LC-SAC : Soft Actor-Critic contraint par Lyapunov via la théorie de l'opérateur de Koopman pour le suivi et la stabilisation de trajectoires
Des chercheurs présentent LC-SAC (Lyapunov-Constrained Soft Actor-Critic), un algorithme d'apprentissage par renforcement publié en prépublication sur arXiv (2602.04132v4, quatrième révision). L'approche combine le Soft Actor-Critic standard avec des garanties formelles de stabilité issues de la théorie des opérateurs de Koopman. L'algorithme apprend une représentation linéarisée des dynamiques d'erreur via la Décomposition Dynamique en Modes Étendus (EDMD), puis résout l'Équation de Riccati Algébrique Discrète (DARE) pour obtenir une Fonction de Lyapunov de Contrôle (CLF) quadratique sous forme fermée. Cette CLF est intégrée comme pénalité lagrangienne dans la mise à jour de l'acteur, avec un objectif CVaR (Conditional Value-at-Risk) qui concentre la pression de contrainte sur les événements d'instabilité rares mais sévères.

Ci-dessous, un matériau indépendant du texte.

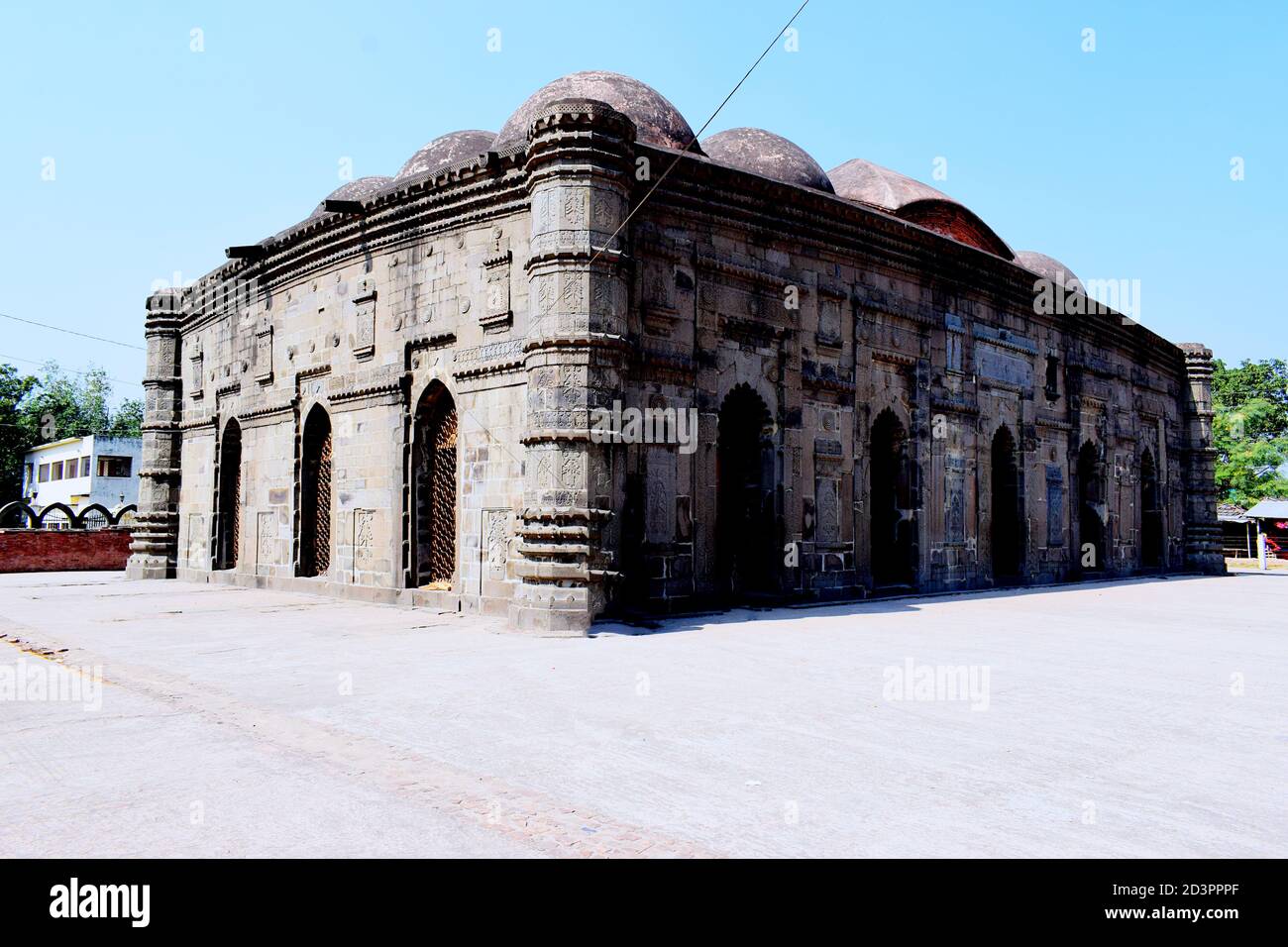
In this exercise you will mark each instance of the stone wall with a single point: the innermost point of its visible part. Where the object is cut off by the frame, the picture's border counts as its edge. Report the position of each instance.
(515, 287)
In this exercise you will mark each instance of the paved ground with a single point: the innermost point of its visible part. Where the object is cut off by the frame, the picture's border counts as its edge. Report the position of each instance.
(1122, 719)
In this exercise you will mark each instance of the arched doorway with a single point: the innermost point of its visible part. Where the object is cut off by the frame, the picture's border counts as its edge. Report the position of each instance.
(890, 500)
(1091, 525)
(1150, 513)
(316, 493)
(434, 489)
(746, 535)
(1008, 518)
(228, 517)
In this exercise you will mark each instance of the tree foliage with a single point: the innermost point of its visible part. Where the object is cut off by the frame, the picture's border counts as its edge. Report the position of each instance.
(1249, 431)
(55, 405)
(14, 437)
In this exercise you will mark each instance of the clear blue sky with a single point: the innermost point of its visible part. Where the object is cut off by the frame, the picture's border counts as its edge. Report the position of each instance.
(1115, 161)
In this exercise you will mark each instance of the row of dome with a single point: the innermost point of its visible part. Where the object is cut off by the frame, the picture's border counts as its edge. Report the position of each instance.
(761, 153)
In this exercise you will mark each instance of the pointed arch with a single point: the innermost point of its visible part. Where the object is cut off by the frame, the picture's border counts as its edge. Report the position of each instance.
(433, 488)
(892, 504)
(43, 517)
(316, 447)
(746, 483)
(1091, 509)
(228, 497)
(1006, 528)
(9, 512)
(1151, 526)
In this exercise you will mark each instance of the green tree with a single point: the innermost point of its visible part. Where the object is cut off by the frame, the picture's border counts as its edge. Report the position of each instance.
(54, 406)
(13, 433)
(128, 419)
(1249, 429)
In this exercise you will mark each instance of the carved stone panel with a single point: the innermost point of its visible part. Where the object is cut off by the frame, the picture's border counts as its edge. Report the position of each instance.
(365, 320)
(496, 315)
(496, 541)
(364, 540)
(265, 354)
(266, 539)
(1055, 505)
(954, 500)
(827, 510)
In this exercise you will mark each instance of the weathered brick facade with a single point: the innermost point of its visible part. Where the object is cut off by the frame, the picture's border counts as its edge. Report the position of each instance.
(879, 402)
(63, 551)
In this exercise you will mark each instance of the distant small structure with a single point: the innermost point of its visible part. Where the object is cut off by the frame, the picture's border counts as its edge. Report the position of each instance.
(1271, 519)
(1237, 531)
(62, 479)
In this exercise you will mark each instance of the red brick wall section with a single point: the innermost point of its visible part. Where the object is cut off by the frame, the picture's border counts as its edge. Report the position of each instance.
(63, 551)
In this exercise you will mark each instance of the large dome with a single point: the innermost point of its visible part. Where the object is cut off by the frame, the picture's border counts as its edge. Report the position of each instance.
(1048, 268)
(915, 202)
(356, 189)
(445, 151)
(868, 183)
(769, 155)
(656, 120)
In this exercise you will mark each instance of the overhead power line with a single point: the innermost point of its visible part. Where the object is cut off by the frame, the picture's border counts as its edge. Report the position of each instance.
(69, 371)
(72, 331)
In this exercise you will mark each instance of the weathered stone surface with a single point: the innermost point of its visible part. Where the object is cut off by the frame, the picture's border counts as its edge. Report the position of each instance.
(844, 377)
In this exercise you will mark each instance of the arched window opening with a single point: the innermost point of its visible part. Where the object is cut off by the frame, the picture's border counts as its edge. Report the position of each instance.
(228, 510)
(1008, 518)
(434, 489)
(892, 502)
(746, 531)
(1091, 510)
(1151, 532)
(316, 493)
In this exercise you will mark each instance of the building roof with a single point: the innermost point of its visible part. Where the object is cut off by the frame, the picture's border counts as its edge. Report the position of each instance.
(1232, 513)
(1048, 268)
(657, 121)
(1270, 509)
(446, 151)
(769, 155)
(356, 189)
(917, 202)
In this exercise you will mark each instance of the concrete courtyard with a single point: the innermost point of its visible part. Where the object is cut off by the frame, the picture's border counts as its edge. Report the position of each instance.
(1126, 719)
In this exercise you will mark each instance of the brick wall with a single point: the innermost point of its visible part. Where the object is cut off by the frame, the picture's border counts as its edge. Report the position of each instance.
(63, 551)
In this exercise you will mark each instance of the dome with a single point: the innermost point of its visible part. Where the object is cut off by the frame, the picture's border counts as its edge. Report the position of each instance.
(1048, 268)
(356, 189)
(868, 183)
(769, 155)
(656, 120)
(915, 202)
(445, 151)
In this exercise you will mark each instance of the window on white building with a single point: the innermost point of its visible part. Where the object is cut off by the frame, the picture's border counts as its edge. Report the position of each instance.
(114, 467)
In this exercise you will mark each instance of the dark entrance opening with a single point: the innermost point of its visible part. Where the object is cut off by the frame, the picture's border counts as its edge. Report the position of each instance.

Trois améliorations EDMD rendent la CLF bien posée sur des modèles de haute dimension : normalisation du rayon spectral de la matrice A élevée, coût d'état LQR physiquement cohérent, et ancrage forçant V(0)=0. La méthode est validée en simulation sur cartpole et quadrirotor 3D.
L'apport principal répond à un obstacle persistant : le RL appliqué aux systèmes physiques critiques peut induire des oscillations ou une divergence d'état non bornée faute de garanties de stabilité. En intégrant une CLF sans modélisation complète du système, LC-SAC vise des contrôleurs déployables sur robots réels sous contraintes de sécurité. L'étude d'ablation est particulièrement instructive : remplacer la contrainte lagrangienne dure par du façonnage de récompense (variante Lyap-RS-SAC) déstabilise l'apprentissage et effondre les performances sur les tâches quadrirotor, tranchant un débat récurrent sur la suffisance des pénalités implicites en RL contraint.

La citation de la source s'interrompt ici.